Woorden geuit door de leiding van het Nationaal Jeugd Parlement (NJP) zijn heel duidelijk, het NJP ontbinden zou volgens hen geen wijs besluit zijn. “Als de minister of de regering een daadwerkelijke visie had, dan zouden ze dat wel vertalen naar beleidsvraagstukken, betreffende jeugdbeleid”, zegt Zenani van Throo, eerste vervanger van de onder voorzitter van het Nationaal Jeugd Parlement. Deze opmerking maakte zij woensdag 18 mei in het denk centrum op het terrein van de Anton de Kom Universiteit (Adek), tijdens een persconferentie belegd door het driekoppig bestuur van het NJP.

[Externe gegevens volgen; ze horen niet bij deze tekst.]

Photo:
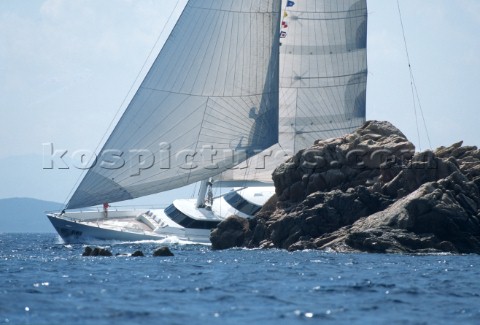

Het doel van de persconferentie was de samenleving en de jeugd vooral op de hoogte houden van de status van het NJP. Momenteel zijn zij demissionair en kunnen geen besluiten als zodanig nemen. “We volgen de verschillende ontwikkelingen rond jeugdzaken en de houding die momenteel wordt aangenomen door het ministerie van Arbeid, Werkgelegenheid en Jeugdzaken (AWJ). We zijn er niet zo blij mee”, zegt Kelvin Koniki, voorzitter van het nu demissionair NJP. Koniki heeft tijdens de persconferentie stil gestaan bij de meerwaarde die NJP juist heeft geleverd aan de jongeren van onze samenleving. Het heeft volgens Koniki jongeren uit buurten als Flora en Latour de gelegenheid gegeven samen mee te denken over het jeugdbeleid. Jongeren die zijn gekozen doen hun best om ze te vertegenwoordigen, stelt hij duidelijk.
Geen inzage gehad
Door de vorige minister van AWJ, Rishma Kuldipsing, was er in februari 2021 een aankondiging gedaan dat het NJP onder evaluatie gaat. Echter, door de minister werd toen al een uitspraak gedaan, alvorens de evaluatie rond was. Kuldipsing gaf toen al aan dat de verkiezingen van het NJP geen voortgang zouden kunnen vinden, omdat het de staat veel geld zou kosten. Koniki zegt dat het bestuur nooit is benaderd, noch door de vorige als de huidige minister om het evaluatierapport te bespreken. “Er is gevraagd voor een onderzoek, maar we hebben dat nooit gezien. Als je zegt je gaat onderzoeken, dan moeten de resultaten vrij duidelijk zijn en dat er op basis van je resultaten een besluit is genomen”, zegt Koniki. Er zijn verschillende pogingen gedaan vanuit het bestuur om aan tafel te zitten en over de resultaten van het onderzoek te praten. Voor Koniki is het ook belangrijk te weten waar de zwakte zou zijn van het NJP en dat zou ook moeten worden besproken. Het zou bijna oneerlijk te noemen zijn om gewoon een besluit te nemen zonder het orgaan dat geevalueerd is, niet in de resultaten te kennen, is van Throo haar opmerking. “Het zou het ministerie zeker sieren als wij als orgaan ook werden meegenomen in deze.”
Jeugdbeleid zoek
Het jeugdbeleid is naar zeggen van de bestuursleden zoek. Ze zijn van mening dat het NJP zeker haar meerwaarde heeft bewezen als het gaat om jongeren te betrekken in beleidsvraagstukken. “Immers, daarvoor is het instituut ook in het leven geroepen”, geeft Koniki aan. De NJP-voorzitter is van mening dat de meerwaarde van NJP overduidelijk is, als men kijkt naar de producten die zijn afgeleverd door de NJP. “Er zijn genoeg mensen die nu beleidsmakers zijn en in het parlement hebben gezeten nadat zij NJP af waren. Het vormt je niet alleen om betrokken te zijn tot het bedenken van beleid, maar ook vormen tot burger die een wezenlijke bijdrage kan leveren.” Van Throo die sinds 2013 aanzit binnen het NJP, zegt dat zij in haar persoonlijk leven een grote groei heeft mogen doormaken. “Waarom zouden we dat anderen ontnemen”, geeft zij aan.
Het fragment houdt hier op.